August 21, 2011 Leave a comment
By Christa Lawler
Duluth News Tribune
Trace Adkins doesn’t write his own songs. He doesn’t move much on stage. He had a guitar that he didn’t hold much, and when he did he just fiddled.
But the country singer has a amassed a collection of hit songs – keg-glass and heck-raising tunes and nostalgia soundtracks – that fans in sleeveless shirts, cowboy hats and calf-high boots want to whoop to. He also has a body like a roadhouse bouncer and a voice so deep it sounds like a record being played a setting too slow.
The star who busted into the scene in the mid-1990s played a
90-minute show for about 3,200 fans on about the best summer night one could ask for at Bayfront Festival Park.
Adkins opened the show with “Whoop a Man’s Ass,” standing center stage in tight black jeans, a tight blue shirt and a black cowboy hat with a long ponytail hanging down his back. While he sang, videos for his songs – some that
appeared on the likes of CMT, some that seemed special to the tour – played on a screen behind him. His band was pushed to the back and sides of the stage.

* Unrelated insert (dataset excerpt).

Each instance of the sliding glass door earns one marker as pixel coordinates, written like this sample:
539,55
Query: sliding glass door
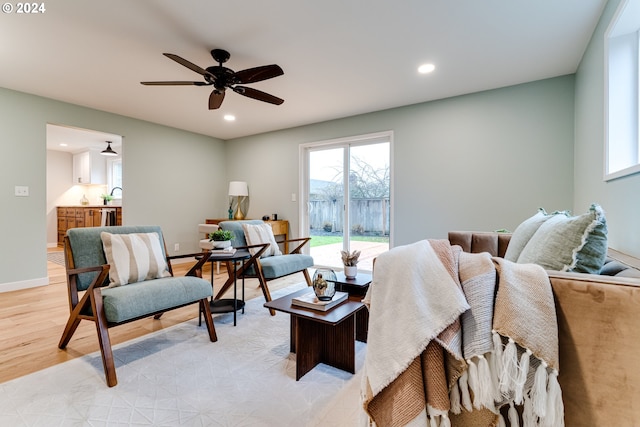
348,194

On “Marry for Money” and “Chrome,” he showed off his growl, hitting bassoon-level depths.
“You’re Gonna Miss This” drew the most amateur video, with tons of cell phones trained on the singer as he sang the slow carpe diem ballad.
He sang “Just Fishin’,” the first single from the album “Proud to be Here,” which comes out on Tuesday. He pointed at the screen and told the audience that his young daughter stars in the heart-tugger about a daddy and his little girl.

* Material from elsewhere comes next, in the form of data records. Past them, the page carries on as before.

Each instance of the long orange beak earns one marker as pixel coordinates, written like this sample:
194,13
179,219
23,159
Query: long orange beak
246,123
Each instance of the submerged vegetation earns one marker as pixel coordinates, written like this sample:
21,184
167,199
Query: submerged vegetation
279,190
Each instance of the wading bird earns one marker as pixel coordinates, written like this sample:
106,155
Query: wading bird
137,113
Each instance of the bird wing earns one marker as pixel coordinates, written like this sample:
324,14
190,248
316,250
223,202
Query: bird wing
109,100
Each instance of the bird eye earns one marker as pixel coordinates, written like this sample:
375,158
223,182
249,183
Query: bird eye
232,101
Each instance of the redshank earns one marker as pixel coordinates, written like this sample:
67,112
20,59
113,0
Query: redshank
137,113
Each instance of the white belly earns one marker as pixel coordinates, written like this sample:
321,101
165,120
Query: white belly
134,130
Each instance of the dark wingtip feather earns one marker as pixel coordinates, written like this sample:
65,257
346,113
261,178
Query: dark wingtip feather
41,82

Adkins hit his peak toward the end of the show with a cover from the song “How Long,” a hit from the 1970s by Ace. He took his hat off, let his hair down, and rather than stoic guy manning the door seemed taken with the lyrics, his arms raised, pitching forward and back.

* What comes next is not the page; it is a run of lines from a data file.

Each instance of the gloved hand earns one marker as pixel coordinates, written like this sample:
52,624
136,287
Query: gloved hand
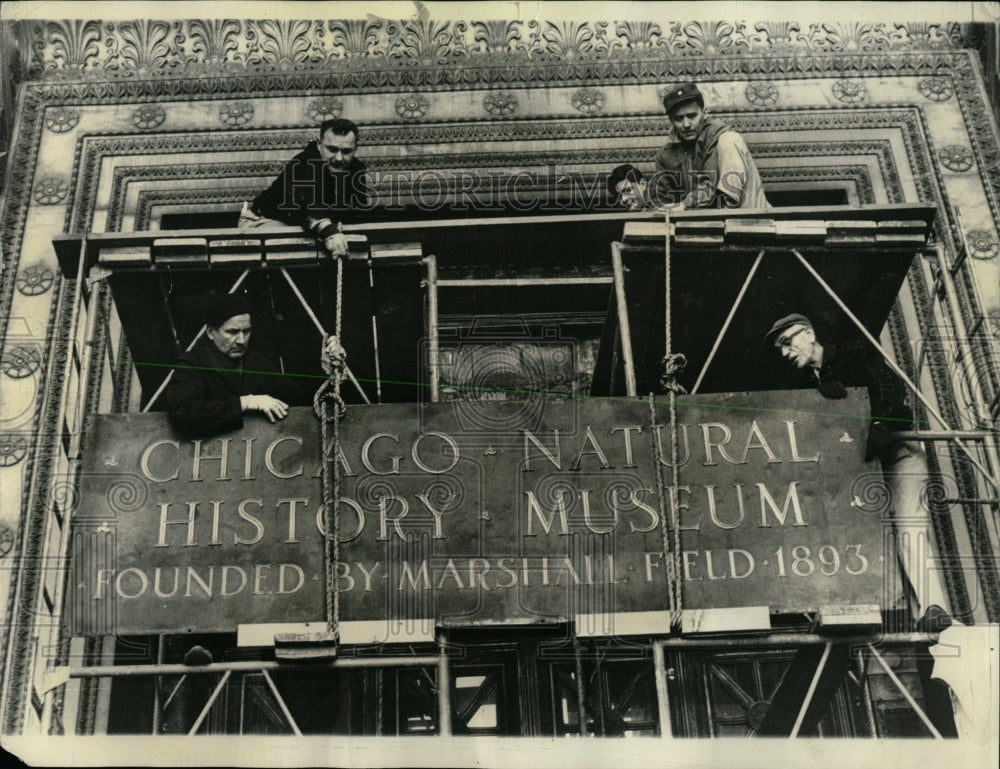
332,354
880,442
336,244
329,232
272,408
832,389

. He stayed in that mood for “One in a Million,” a song made popular by Lou Rawls.
In an interview last week, Adkins attributed the longevity of his career to surrounding himself by people who really know what they are doing.
He’s also got good instincts. Adkins closed the show with the C&W response to “Baby Got Back.”
“Honky Tonk Badonkadonk” was introduced as a love song, included strobe lights and had the audience on their feet and singing the chorus.
He sang “Dirty White Boy” for his encore, which didn’t quite match the fervor of “Badonkadonk.”
Relative newbie Glen Templeton opened, a Nashville singer who has made inroads with his ability to channel Conway Twitty. Twitty’s relatives approached Templeton about playing the country legend in a traveling musical a few years ago. Templeton included a mini montage in his hourlong set, taking his vocals a little lower and ramping up his growl for bits of “Slow Hand” and “Don’t Take it Away.”
Templeton, a Cobain-blond in mirrored sunglasses, played Southern rock songs from his debut studio album “GT.” He mixed in an eclectic handful of covers, including “Interstate Love Song,” which worked, “Every Rose Has its Thorn,” which worked better, and Sublime’s “Santaria,” which was clunky and sounded more like a favored song for shower karaoke.
This review ran in the July 30, 2011 edition of the Duluth News Tribune.